Posted on Sep 8, 2011
AP / Brennan Linsley

An unidentified detainee peers out from his cell inside the Camp Delta detention facility at Guantanamo Bay in 2006.

By Robert Scheer

For a decade, the main questions about 9/11 have gone unanswered while the alleged perpetrators who survived the attacks have never been publicly cross-examined as to their methods and motives. It is not conspiratorial but rather obviously plausible to suggest that they have been kept out of sight because legal due process, constitutionally guaranteed to even the most heinous of criminals, might provide information that our government would find embarrassing.

We remain in ignorance as to what drove religious zealots formerly allied with the United States to turn against us, and what was the role of our ally, Saudi Arabia, the country of origin for most of the hijackers and their financing. Why in the aftermath of the attack did the United States embrace Pakistan, which was one of only three governments (Saudi Arabia and the United Arab Emirates were the others) to diplomatically recognize the Taliban and which turned out to be harboring the fugitive Osama bin Laden? And why did we instead invade Iraq, a nation known to be engaged in a deadly war with bin Laden and his al-Qaida?

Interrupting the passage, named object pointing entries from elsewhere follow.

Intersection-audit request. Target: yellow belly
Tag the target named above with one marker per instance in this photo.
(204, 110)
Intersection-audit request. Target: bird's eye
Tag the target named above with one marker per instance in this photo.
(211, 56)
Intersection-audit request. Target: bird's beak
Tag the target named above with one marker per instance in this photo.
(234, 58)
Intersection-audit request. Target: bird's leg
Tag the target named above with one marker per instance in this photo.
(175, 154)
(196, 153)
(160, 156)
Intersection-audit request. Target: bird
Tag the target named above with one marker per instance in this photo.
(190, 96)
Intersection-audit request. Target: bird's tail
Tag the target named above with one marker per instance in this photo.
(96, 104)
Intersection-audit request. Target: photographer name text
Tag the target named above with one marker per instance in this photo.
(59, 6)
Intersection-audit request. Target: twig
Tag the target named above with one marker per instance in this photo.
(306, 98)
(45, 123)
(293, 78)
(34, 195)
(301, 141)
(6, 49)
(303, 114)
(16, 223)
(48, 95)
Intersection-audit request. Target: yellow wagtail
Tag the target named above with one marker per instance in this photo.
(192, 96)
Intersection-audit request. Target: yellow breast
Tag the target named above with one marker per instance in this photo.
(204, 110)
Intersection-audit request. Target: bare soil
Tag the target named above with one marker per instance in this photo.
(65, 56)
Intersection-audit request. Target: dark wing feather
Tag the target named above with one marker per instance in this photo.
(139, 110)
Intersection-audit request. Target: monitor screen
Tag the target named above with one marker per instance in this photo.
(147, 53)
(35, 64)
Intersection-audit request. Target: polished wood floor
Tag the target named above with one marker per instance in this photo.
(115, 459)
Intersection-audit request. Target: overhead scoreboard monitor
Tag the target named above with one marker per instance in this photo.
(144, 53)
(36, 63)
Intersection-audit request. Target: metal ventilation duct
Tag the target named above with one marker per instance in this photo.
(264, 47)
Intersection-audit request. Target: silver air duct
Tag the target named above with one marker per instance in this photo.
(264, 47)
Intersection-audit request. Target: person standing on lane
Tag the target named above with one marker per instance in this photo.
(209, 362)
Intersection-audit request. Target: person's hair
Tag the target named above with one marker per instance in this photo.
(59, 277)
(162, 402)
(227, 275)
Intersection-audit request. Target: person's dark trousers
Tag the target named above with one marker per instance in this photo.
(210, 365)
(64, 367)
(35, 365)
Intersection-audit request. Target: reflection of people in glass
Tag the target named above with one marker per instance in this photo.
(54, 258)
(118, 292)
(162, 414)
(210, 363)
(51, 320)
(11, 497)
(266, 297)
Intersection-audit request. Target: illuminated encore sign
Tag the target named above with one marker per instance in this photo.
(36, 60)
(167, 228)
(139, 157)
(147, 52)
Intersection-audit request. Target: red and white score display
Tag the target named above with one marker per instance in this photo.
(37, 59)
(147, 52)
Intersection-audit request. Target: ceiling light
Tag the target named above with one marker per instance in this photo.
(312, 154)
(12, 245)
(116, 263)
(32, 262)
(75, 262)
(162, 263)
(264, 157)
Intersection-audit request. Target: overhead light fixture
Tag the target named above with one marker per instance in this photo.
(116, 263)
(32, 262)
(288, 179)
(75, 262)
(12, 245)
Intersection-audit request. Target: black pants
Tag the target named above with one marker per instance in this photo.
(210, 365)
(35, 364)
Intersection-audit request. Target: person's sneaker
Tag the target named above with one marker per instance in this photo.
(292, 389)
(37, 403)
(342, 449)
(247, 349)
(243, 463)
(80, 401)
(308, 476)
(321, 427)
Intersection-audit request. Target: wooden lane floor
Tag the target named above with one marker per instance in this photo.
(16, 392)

How little we know about the origins of the Sept. 11 attacks is laid out in the disclaimer on Page 146 of the official 9/11 presidential commission report. A box on that page states clearly that the conventional narrative of how those portentous events unfolded is based largely on the interrogation under torture of key witnesses who have never been permitted a single moment in a publicly observed court of law.

As the bipartisan commissioners ruefully conceded, their examination of the motives, financing and actions of the alleged 9/11 perpetrators had to “rely heavily on information from captured al Qaeda members” that the commissioners, despite having been granted the highest security clearance, were never allowed to seriously vet:

“We submitted questions for use in the interrogations but had no control over whether, when, or how questions of particular interest would be asked. Nor were we allowed to talk to the interrogators so that we could better judge the credibility of the detainees and clarify ambiguities in the reporting. We were told that our requests might disrupt the sensitive interrogation process.”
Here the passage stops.